Meanderings in Canada’s North

Published in The Swedish Press on May 14th 2009.
A bit cheesy maybe, but okay.

In June of 2008 I got a drive to Bellingham from my home in Vancouver BC and boarded the Columbia, of the Alaska Marine Highway. The ferry follows the inside passage to Skagway AK, the first pit-stop of the gold-sick men and women who, a century ago, established this tiny inlet town on the gameboard of history. I’m on my way to hike the Chilkoot Trail, a scar left from turbulent days in the coast mountains of Alaska/Canada.
All winter I’ve been taken in by stories of the Yukon gold-rush. I would sit behind the counter of the little second-hand sports shop where work had found me, and devour Jack London, Robert Service and Pierre Burton. I knew it was that time again, to leave the city and leap at the designs fate had in store for me.
It turns out that I’m not the first Swede to waver for an a-typical desire to go North. On the ferry I sit watching the gray waves and mountains plunging from the sea and think of a man in my readings named Eric A. Hegg. Out of many Swedes who played significant roles among the Klondikers, his was a high calling. Born in Sweden, Mr. Hegg immigrated to the U.S.A. and settled in the region of Puget Sound in 1888. A photographer by vocation, and owner of two studios, Hegg knew exactly what to do in 1897 when news of a gold strike reached Washington. He hoisted his camera and joined the thousands of hopefuls on this same route, his heart not set on riches, but the unfolding of history.
Hegg would become known as an important contributor in the documentation of the gold-rush, the most photographed event in 19th century North America. From the town of Dyea near Skagway, to the Golden Stairs where 30,000 people would cross the mountains into British Columbia, down the Yukon on rafts to Dawson City, the place of the find that had set the human tide in motion. Through this, Hegg lugged his equipment and came away with a different kind of gold.
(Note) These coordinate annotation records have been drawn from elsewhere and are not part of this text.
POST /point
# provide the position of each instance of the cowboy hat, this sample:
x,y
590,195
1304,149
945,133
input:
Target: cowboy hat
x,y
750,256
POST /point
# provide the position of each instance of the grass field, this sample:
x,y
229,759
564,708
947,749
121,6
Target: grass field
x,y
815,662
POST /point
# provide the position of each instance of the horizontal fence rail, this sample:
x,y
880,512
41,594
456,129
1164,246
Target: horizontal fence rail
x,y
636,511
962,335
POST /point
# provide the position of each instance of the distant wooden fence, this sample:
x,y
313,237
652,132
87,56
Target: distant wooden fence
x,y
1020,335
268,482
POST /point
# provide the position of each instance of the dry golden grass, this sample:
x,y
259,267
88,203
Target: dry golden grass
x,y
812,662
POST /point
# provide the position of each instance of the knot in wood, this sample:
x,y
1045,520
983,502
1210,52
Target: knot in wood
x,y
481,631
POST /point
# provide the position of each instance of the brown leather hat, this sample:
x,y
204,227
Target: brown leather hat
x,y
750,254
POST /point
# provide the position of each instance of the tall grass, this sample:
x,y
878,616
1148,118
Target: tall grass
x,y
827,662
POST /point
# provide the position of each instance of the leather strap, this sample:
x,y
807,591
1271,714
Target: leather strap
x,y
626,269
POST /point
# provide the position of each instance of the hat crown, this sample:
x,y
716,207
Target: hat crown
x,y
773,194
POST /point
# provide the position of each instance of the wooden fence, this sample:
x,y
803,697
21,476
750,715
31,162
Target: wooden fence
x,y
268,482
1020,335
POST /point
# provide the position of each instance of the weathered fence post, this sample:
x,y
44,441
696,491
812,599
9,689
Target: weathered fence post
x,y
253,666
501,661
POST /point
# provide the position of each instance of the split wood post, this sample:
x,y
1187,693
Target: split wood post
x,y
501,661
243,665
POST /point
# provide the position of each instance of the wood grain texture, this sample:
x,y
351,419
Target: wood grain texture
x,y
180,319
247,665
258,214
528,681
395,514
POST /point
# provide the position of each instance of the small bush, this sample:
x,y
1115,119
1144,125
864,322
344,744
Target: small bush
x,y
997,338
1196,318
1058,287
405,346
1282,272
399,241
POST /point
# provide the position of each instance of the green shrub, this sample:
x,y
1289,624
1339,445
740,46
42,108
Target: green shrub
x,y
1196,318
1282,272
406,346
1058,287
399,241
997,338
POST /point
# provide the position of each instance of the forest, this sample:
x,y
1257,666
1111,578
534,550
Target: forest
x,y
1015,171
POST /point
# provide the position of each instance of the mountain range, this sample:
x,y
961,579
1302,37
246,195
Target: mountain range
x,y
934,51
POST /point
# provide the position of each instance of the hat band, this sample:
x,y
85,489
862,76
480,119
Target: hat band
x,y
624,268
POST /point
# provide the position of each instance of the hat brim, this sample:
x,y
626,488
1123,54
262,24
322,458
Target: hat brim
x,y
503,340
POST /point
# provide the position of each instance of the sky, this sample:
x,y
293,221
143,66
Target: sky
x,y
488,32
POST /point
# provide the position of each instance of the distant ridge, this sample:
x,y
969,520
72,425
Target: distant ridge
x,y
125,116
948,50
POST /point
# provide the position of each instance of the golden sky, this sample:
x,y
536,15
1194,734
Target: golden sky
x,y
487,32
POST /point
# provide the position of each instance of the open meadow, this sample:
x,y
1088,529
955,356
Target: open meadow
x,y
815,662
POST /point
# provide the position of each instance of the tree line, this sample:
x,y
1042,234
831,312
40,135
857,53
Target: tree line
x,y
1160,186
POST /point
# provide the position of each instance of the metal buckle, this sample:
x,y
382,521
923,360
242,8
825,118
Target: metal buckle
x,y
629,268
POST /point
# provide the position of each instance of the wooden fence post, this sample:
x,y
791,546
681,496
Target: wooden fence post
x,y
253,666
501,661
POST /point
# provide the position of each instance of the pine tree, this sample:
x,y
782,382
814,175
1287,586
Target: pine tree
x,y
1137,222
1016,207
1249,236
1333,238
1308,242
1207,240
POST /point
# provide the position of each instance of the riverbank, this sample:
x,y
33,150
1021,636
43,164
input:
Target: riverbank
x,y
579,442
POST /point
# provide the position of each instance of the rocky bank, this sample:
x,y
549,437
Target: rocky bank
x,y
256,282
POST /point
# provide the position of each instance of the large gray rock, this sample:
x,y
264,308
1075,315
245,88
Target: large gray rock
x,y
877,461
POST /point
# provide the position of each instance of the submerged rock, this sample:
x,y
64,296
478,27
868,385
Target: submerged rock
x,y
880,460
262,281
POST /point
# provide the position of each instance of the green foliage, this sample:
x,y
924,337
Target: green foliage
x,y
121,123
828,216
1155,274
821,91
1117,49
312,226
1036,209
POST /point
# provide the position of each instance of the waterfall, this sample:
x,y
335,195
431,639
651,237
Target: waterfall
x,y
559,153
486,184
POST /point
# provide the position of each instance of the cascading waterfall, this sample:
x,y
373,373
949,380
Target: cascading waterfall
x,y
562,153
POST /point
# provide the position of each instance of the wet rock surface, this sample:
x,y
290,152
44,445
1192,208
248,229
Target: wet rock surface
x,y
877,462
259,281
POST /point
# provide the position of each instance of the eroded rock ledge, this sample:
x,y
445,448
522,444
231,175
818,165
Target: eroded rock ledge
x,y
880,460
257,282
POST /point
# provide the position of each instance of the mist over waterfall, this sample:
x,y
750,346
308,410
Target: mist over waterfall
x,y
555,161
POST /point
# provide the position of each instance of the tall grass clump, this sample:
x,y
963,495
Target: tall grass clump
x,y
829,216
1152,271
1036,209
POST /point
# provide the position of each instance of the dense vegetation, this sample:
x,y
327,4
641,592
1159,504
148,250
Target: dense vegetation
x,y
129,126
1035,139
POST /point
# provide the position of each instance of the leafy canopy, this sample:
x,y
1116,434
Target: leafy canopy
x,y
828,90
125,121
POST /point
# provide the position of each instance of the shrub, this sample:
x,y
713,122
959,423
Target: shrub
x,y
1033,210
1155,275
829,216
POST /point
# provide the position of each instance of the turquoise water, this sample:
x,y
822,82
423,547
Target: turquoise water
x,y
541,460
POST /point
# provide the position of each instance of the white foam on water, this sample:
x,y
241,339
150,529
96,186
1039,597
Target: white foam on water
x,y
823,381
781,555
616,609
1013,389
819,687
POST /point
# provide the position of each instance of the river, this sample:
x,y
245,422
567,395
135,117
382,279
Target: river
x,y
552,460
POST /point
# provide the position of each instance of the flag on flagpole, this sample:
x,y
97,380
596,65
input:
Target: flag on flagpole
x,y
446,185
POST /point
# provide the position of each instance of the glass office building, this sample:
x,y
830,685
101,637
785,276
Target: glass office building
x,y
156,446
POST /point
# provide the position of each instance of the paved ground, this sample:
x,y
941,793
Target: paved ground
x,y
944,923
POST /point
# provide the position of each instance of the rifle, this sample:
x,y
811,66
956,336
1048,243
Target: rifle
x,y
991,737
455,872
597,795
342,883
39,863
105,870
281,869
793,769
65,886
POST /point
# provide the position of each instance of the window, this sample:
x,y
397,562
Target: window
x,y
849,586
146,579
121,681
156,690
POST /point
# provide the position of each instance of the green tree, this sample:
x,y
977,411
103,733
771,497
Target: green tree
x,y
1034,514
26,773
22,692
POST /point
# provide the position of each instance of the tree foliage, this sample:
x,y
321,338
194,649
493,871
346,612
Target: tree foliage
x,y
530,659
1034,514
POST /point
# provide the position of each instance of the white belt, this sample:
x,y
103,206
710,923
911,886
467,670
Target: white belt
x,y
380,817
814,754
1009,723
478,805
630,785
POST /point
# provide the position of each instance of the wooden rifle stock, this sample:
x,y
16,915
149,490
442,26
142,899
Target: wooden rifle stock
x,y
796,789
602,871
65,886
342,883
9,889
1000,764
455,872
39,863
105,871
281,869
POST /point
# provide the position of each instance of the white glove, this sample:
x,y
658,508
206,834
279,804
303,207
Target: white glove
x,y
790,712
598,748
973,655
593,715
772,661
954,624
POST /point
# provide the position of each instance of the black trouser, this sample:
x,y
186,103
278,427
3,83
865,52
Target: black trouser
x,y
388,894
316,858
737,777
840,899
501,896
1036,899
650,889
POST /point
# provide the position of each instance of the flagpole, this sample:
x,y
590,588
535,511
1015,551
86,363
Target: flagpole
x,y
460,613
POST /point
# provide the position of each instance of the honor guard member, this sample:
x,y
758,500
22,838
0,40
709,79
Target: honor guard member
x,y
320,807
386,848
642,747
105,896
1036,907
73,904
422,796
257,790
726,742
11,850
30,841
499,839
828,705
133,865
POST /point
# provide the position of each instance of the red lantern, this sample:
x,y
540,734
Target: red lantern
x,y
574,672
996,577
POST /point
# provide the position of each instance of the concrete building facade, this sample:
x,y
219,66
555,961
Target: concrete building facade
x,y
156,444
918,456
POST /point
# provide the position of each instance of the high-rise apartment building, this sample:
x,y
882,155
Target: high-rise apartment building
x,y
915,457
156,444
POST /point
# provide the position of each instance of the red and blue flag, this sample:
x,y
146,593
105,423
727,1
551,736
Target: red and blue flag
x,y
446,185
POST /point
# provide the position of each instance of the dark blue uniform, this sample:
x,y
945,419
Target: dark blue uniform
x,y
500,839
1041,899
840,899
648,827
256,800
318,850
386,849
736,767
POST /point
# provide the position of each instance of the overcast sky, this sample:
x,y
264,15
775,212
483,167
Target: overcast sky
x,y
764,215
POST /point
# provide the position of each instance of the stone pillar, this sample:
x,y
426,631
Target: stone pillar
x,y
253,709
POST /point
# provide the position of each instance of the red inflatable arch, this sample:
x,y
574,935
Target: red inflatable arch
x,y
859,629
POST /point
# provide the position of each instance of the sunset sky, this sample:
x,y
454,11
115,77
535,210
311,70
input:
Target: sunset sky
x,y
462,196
The hike to Lake Bennett from the townsite of Dyea is 53 km [or 33 miles] and I make a leisurely gait for three nights. Artifacts are everywhere – there are the sundered remains of the cargo tram built in vain at the Golden Stairs – when it was finished everyone had gone over. Wagon wheels, and old food tins, wood stoves and saw blades. The skeleton of a boat… some stoic had dragged it over the pass before leaving it .
At Bennett, the trail’s end, I am swept away by the desolation. A boat builders shanty-town sprang up here and promptly died, a hiccup in time. Nothing is here now except the train station and I sit down with some hikers I’ve aquainted, groups of three and four, and two families, to wait for the great behemoth of the White Pass & Yukon Route that will take me back to the world.
Back in Skagway, I get a ride to Whitehorse with a family of adventurers, whose friendship was found on the trail. Jill, Bruce and their son Caelon, take me in like family and after three days to discover Whitehorse, in the stead of continuing on to Dawson by way of thumb I throw sense to the wind and do something I haven’t planned on. A canoe is rented and I, blissfully inexperienced, set off alone down the mighty Yukon to pursue again the specters of the Rush. Everywhere I stop, and many places where I can’t, I see remnants of last century. Abandoned settlements and RCMP outposts. The hulk of Steamship Evelyn abandoned in her dry-dock at Shipyard Island. Half-way finished I run the gauntlet of standing waves at Five Finger Rapids. After twelve days that would fill a book, I slip around the last bend before Dawson City with 750 km of new-found canoe skills behind my weaving paddle. I had read from Robert Service about the Spell of the Yukon, and now it’s got me. At the end of summer I return to Vancouver with many glances back. Because my spirit remains in the Klondike. As soon as I can, I will go home again.